Golden, CO (PRWEB) June 15, 2012

Clean Energy Alliance, Inc., the national association of clean energy business incubators, announced today that one of the companies supported in the Department of Energy Small Business and Clean Energy Alliance Partnership won the first annual Department of Energys National Clean Energy Business Plan Competition. NuMat Technologies, mentored by CEA member Clean Energy Trust as part of the DOE-CEA Partnership, won $ 100,000 and a package of support services from the National Renewal Energy Laboratory (NREL, a founder of CEA), CleanLaunch (a CEA member), Mintz Levin & ML Strategies, Battelle Ventures, and the Cleantech Open.

The National Clean Energy Business Plan Competition was open to technologies developed at U.S. universities and the National Laboratories, led by students, and nearly 300 teams entered from around the country. The final presentations were the culmination of six regional competitions that were organized by California Institute of Technology, University of Colorado (Boulder), Clean Energy Trust, Rice University, University of Maryland, and Massachusetts Institute of Technology. The award was presented on Wednesday, June 13th at the White House by Deputy Secretary of Energy Daniel Poneman.

We are very proud that the DOE National Business Plan winner is a company that has been mentored by one of CEAs talented incubators, and I am delighted to congratulate NuMat and Clean Energy Trust, said James F. Groelinger, Executive Director of the Clean Energy Alliance. Clean Energy Trust clearly did a terrific job working with the talented NuMat team, who obviously worked very hard and integrated CETs advice into their strategies and presentations. While this is clearly a win for NuMat, its also a win for CET and the incubation process.

"NuMat has that special combination of talent, technology and tenacity that is required to solve some of our nation's most pressing energy problems. We are thrilled that they won this prestigious competition!" said Amy Francetic, Executive Director of the Clean Energy Trust. They are proof that the Midwest is home to clean energy innovators, and they are role models for other inventors and students striving to build companies that really matter."
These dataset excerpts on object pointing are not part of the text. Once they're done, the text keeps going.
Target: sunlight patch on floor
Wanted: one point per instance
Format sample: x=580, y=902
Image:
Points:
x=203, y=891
"We are really excited by this win and honored to have been able to represent Northwestern University and Midwestern entrepreneurship!" said Christopher Wilmer, CTO of NuMat Technologies. "This incredible win is still sinking in, but we are really excited to push forward and bring our gas storage technology to market. We're very grateful to the Department of Energy for sponsoring the competition and to the judges for their invaluable feedback. We are also indebted to the CET for their constant support, and the DOE-CEA Partnership for providing critical mentorship that made all the difference."

CEA was also a sponsor of the Competition finals.
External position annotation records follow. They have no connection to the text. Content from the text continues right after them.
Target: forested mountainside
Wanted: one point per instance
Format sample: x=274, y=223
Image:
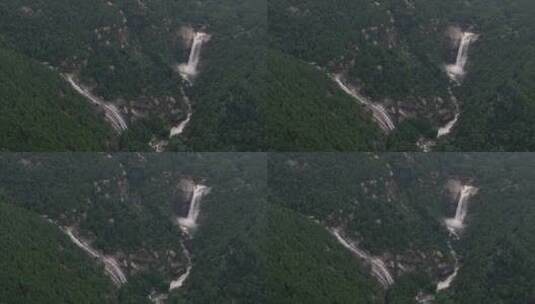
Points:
x=166, y=75
x=131, y=228
x=441, y=75
x=415, y=228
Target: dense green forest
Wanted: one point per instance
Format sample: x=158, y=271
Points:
x=127, y=52
x=40, y=265
x=394, y=206
x=126, y=205
x=267, y=230
x=40, y=112
x=395, y=53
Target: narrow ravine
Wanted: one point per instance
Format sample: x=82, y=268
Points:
x=378, y=267
x=188, y=225
x=112, y=268
x=446, y=283
x=456, y=73
x=380, y=114
x=455, y=225
x=179, y=129
x=189, y=71
x=112, y=113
The Clean Energy Alliance (CEA), a non-profit organization founded by National Renewable Energy Laboratories, is the national association of leading business incubators and other entities dedicated to providing technical, business and financial services tailored to the needs of the cleantech business development community. CEA focuses on developing practices and resources that support cleantech business incubation, entrepreneurial mentoring and development, and technology commercialization.
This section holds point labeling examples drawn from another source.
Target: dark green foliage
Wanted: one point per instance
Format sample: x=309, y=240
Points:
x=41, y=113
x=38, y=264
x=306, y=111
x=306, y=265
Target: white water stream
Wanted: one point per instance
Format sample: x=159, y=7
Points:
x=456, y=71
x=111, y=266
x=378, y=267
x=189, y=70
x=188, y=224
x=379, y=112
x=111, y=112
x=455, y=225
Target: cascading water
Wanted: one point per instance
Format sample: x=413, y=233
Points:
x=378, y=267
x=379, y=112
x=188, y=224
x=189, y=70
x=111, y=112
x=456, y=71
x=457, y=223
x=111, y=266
Clean Energy Trust was created to accelerate the development of Midwest clean energy businesses by connecting entrepreneurs, researchers and early stage companies with the expertise and capital needed to become sustainable. Clean Energy Trust leverages the regions world-class research institutions, corporations and financial firms to cultivate a clean energy ecosystem, attracting top researchers and entrepreneurs to invigorate the regions economy.

NuMat Technologies, from Northwestern University, is commercializing a nanomaterial that stores gases at lower pressure, reducing infrastructure costs and increasing design flexibility. One potential application for this innovation is in designing tanks to store natural gas more efficiently in motor vehicles.